In the past week Microsoft got some press by promoting (again, this must be the fourth or fifth time they've done it) hosted services for Small and Medium businesses. This would open up a nice revenue stream that would augment the renewal costs businesses go through when they upgrade every other (or every third)) version of Office or Windows that the coding monsters at MSFT push out; nobody can afford to perform a full upgrade every year or two (and with release schedules in Redmond slowing to a more realistic level, hopefully we won't need to).
At the same time, Apple appears to be ramping up their own .Mac subscription offering, though unlike Microsoft, this is firmly pitched at household and singleton instances.

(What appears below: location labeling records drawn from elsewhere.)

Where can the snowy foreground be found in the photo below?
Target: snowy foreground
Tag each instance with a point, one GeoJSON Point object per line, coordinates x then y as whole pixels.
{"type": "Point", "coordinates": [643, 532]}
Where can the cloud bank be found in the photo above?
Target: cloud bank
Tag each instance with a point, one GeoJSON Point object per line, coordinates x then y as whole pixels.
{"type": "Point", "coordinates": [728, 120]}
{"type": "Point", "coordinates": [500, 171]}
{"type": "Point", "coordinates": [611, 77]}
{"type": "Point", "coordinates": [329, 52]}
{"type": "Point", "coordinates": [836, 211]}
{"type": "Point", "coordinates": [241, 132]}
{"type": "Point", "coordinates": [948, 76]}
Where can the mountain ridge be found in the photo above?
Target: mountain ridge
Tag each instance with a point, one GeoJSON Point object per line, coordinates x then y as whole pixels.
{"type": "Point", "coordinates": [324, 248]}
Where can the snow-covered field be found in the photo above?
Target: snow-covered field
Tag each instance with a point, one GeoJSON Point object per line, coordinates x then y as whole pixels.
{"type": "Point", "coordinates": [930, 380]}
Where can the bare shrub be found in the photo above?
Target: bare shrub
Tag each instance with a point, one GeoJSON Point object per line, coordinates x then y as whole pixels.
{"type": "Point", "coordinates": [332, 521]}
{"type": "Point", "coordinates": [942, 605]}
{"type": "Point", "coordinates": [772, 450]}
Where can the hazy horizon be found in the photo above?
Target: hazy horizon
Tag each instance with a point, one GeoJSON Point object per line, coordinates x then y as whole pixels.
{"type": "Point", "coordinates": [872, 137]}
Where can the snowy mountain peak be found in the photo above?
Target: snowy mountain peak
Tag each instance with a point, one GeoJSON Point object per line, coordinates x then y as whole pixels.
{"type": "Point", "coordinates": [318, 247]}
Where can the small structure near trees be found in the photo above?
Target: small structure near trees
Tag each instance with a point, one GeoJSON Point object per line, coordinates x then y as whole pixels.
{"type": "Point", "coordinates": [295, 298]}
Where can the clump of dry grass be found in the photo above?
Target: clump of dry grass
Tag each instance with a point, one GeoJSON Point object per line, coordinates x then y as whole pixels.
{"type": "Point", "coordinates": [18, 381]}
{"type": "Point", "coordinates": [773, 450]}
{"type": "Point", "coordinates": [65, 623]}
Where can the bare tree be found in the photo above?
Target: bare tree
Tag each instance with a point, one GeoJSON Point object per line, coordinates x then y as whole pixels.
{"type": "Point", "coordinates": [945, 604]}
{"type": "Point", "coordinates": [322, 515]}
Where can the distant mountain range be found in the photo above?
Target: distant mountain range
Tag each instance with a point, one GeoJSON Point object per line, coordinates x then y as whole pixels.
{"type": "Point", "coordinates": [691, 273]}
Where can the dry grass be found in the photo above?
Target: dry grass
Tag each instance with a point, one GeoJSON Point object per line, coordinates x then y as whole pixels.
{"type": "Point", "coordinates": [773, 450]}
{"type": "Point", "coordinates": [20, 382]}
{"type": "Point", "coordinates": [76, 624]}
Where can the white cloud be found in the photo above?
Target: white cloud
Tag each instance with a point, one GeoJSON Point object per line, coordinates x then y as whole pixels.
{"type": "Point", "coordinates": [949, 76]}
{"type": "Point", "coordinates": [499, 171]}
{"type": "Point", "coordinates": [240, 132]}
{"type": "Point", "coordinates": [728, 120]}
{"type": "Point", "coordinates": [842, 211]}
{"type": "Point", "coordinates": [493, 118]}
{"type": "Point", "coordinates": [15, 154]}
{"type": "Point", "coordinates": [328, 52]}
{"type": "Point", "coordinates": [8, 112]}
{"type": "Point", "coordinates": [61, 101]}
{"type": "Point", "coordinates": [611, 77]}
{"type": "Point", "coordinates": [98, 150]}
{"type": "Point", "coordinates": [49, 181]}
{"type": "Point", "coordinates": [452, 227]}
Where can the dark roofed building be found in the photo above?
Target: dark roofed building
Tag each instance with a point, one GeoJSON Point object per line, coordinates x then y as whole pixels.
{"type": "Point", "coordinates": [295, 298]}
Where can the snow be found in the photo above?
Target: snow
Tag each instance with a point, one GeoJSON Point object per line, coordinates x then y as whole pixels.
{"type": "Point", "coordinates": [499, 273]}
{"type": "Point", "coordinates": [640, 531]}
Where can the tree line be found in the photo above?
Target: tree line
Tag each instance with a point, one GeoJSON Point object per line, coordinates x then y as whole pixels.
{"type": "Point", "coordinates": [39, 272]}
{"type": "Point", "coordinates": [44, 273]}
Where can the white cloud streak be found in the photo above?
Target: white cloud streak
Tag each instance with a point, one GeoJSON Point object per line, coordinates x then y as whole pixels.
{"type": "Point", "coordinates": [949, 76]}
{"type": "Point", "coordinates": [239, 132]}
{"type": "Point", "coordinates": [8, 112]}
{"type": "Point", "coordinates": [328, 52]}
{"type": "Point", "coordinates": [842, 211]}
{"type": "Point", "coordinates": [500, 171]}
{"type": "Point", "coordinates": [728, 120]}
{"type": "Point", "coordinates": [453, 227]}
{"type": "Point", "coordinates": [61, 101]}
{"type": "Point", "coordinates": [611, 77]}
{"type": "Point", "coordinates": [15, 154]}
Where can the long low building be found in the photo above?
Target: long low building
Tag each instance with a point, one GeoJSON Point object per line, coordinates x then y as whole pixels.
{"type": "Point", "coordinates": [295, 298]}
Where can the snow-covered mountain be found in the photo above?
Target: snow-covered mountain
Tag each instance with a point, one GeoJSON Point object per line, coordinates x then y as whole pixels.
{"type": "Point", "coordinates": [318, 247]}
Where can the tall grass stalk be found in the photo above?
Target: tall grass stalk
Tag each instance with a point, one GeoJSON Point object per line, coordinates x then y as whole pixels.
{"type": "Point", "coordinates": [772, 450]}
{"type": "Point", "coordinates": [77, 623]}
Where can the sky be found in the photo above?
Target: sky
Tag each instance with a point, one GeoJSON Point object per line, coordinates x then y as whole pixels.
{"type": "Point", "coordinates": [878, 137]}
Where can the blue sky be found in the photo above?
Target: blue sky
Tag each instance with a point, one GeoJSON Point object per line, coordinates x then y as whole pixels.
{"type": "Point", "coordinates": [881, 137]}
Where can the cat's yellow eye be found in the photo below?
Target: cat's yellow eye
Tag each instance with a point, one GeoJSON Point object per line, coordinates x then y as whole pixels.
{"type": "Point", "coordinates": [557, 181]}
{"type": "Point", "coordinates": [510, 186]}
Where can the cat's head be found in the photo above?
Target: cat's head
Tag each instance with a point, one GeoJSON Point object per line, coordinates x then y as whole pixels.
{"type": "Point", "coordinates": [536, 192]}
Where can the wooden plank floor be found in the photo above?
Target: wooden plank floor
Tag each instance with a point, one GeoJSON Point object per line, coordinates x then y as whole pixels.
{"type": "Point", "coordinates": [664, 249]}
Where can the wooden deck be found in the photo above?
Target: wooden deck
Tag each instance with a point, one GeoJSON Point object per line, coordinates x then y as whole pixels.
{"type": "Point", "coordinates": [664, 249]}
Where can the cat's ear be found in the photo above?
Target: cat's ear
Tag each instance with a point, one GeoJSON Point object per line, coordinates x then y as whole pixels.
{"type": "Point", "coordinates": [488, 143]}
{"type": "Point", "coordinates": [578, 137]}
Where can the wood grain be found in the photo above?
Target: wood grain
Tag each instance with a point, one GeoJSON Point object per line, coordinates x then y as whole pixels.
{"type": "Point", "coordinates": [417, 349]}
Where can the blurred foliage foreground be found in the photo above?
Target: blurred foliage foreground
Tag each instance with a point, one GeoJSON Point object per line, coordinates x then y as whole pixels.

From the scuttlebutt, while the enhanced .Mac Sync services in Tiger are still away a bit under a year from public deployment, at the WWDC this year Apple had stong promotion of the .Mac SDK which opened a number of eyes to reusing that underpinning. Getting developer buy-in forms a nice undersell for the service, as users get one-click access to features that make their computer more network-centric, it enhances the features which Apple has bundled into .Mac
For the user community, Apple has kicked off a tour of promotion for .Mac, complete with T-Shirts and promotion (it's coming to Chicago on the 16th, but confusingly is not listed on the public iCal for the store).
While at smaller scales than Windows, Apple appears to have a somewhat easier time getting people to move OS' when they do their periodic upgrades (it was yearly, now it looks like it'll be more like 15 months between Panther and Tiger, if I guess correctly) - John Gruber has done some nice ad hoc analysis of this. But assuming for Apple this adoption slows down commensurate with release schedules, and the number of iLife enhancements that cost money slows, getting more people to cough up the $100/year for a .Mac membership will provide a nice smoothing of the revenue curves (as will ITMS, of course).
As a shareholder (minority is too strong a word for my ownership...) I applaud this move to promote their offerings. As a subscriber to .Mac (and I feel that the money was well spent while I went through my rebuild week recently), I'm pleased to see new services coming out.